Several months later, she marries Mr. Leath and becomes Raynella Dossett-Leath. David Leath and her husband had been life-long friends. Nothing could have been more natural. Maybe her unlucky streak has ended.
Five or six years later, David Leath begins to have serious medical problems—prostate failure, colon cancer, and eventually an unexplained, cyclical dementia. At some point, he becomes hooked on barbiturates.

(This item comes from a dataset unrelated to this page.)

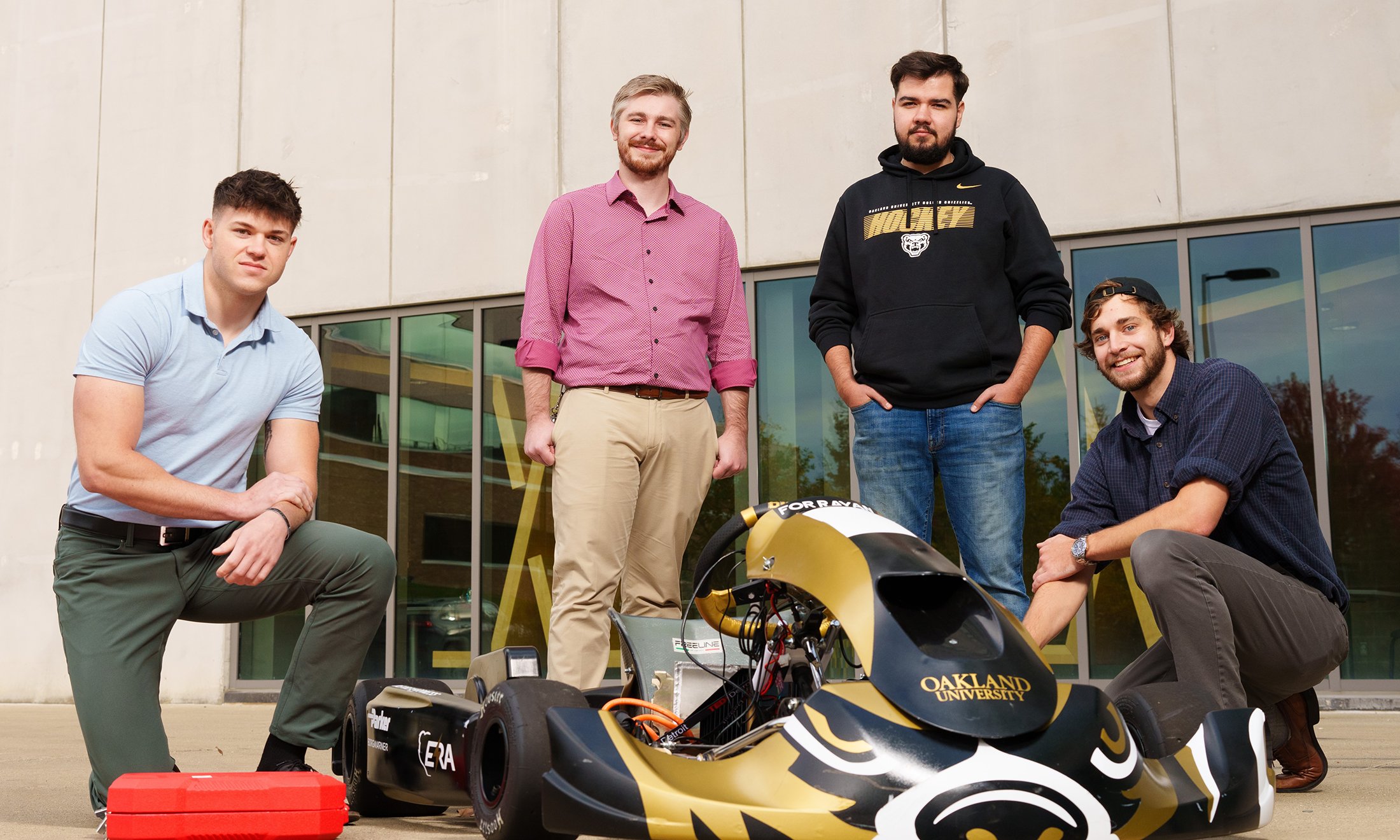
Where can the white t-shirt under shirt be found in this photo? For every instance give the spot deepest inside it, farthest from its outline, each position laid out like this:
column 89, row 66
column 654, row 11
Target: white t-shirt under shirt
column 1151, row 426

This cyclical dementia appears to recur annually in late winter/early spring. He’s hospitalized for it. He exhibits paranoia (typical of dementia) and tells the doctors he thinks his wife is trying to kill him. In private, he’s often verbally abusive of his wife. This dementia recurs at least three times in February or March. The last time, it drives him to his lawyer to discuss his worries about his mother’s financial welfare after his death—a rather typical behavior for someone contemplating suicide. A month later, he’s found dead with a bullet in his forehead and a pistol beside his body. The autopsy shows a near-fatal does of barbiturates in his blood, too.
But Raynella’s bad luck isn’t over yet. Two other bullets were also fired from the gun. One was found in the headboard of the bed in which he died. One was found in the mattress. She’s charged with his murder. Then she’s charged with her first husband’s murder, too, even though she—and the whole county—knew he was dying of cancer.
A thought: Maybe a defendant’s prior history should sometimes go before the jury.